An anchored monopodial DNA walker triggered by proximity hybridization for amplified amperometric biosensing of nucleic acid and protein.

机构信息

Key Laboratory of Tropical Translational Medicine of Ministry of Education, School of Tropical Medicine and Laboratory Medicine, Hainan Medical University, Haikou, 571199, PR China; Affiliated Hospital of Southwest Medical University, Luzhou, 646000, PR China.

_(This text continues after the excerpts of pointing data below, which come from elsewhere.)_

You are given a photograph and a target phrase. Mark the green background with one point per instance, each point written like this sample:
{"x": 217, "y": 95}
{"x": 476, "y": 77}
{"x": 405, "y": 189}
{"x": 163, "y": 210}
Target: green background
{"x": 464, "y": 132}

Affiliated Hospital of Southwest Medical University, Luzhou, 646000, PR China.

出版信息

Anal Chim Acta. 2020 Apr 22;1107:48-54. doi: 10.1016/j.aca.2020.02.013. Epub 2020 Feb 7.

Abstract

This work designed an anchored monopodial DNA walker to amplify amperometric biosensing signal for sensitive detection of nucleic acid and protein. The biosensing surface was constructed by self-assembling hairpin DNA1 (H1) and small amount of P1-W (probe DNA1 hybridized with walking DNA) on a gold electrode. In the presence of target molecule, the walker could be triggered by the surface proximity hybridization product of P1, target and P2 to induce the cyclic hybridization of H1 with ferrocene modified hairpin DNA2 (H2-Fc), which took electroactive Fc to the electrode surface for amplified amperometric detection of the target. By linking P1 and P2 with dual specific DNA strands, aptamers or antibodies to recognize the target for proximity hybridization of P1 and P2, the walker amplified amperometric strategy could be used for highly sensitive biosensing of different targets. Using DNA and thrombin as the target models, the proposed biosensing methods achieved the linear range from 0.2 pM to 2 nM with a detection limit of 0.11 pM and 1.0 pM to 10 nM with a detection limit of 0.61 pM, respectively. The specific recognition process endowed the strategy with high selectivity and potential applications.

摘要

本工作设计了一种锚定的单足 DNA walker,用于放大安培生物传感信号,以实现对核酸和蛋白质的灵敏检测。生物传感表面通过自组装发夹 DNA1(H1)和少量与行走 DNA 杂交的 P1-W(探针 DNA1)在金电极上构建。在存在靶分子的情况下,walker 可以被 P1、靶和 P2 的表面近邻杂交产物触发,诱导 H1 与二茂铁修饰的发夹 DNA2(H2-Fc)的循环杂交,将电化学活性的 Fc 带到电极表面,用于对靶的放大安培检测。通过将 P1 和 P2 与双特异性 DNA 链、适体或抗体连接,以识别靶分子进行 P1 和 P2 的近邻杂交,walker 放大安培策略可用于不同靶标的高灵敏度生物传感。使用 DNA 和凝血酶作为靶标模型,所提出的生物传感方法分别实现了从 0.2 pM 到 2 nM 的线性范围,检测限为 0.11 pM,以及从 1.0 pM 到 10 nM 的线性范围,检测限为 0.61 pM。特定的识别过程赋予了该策略高选择性和潜在的应用。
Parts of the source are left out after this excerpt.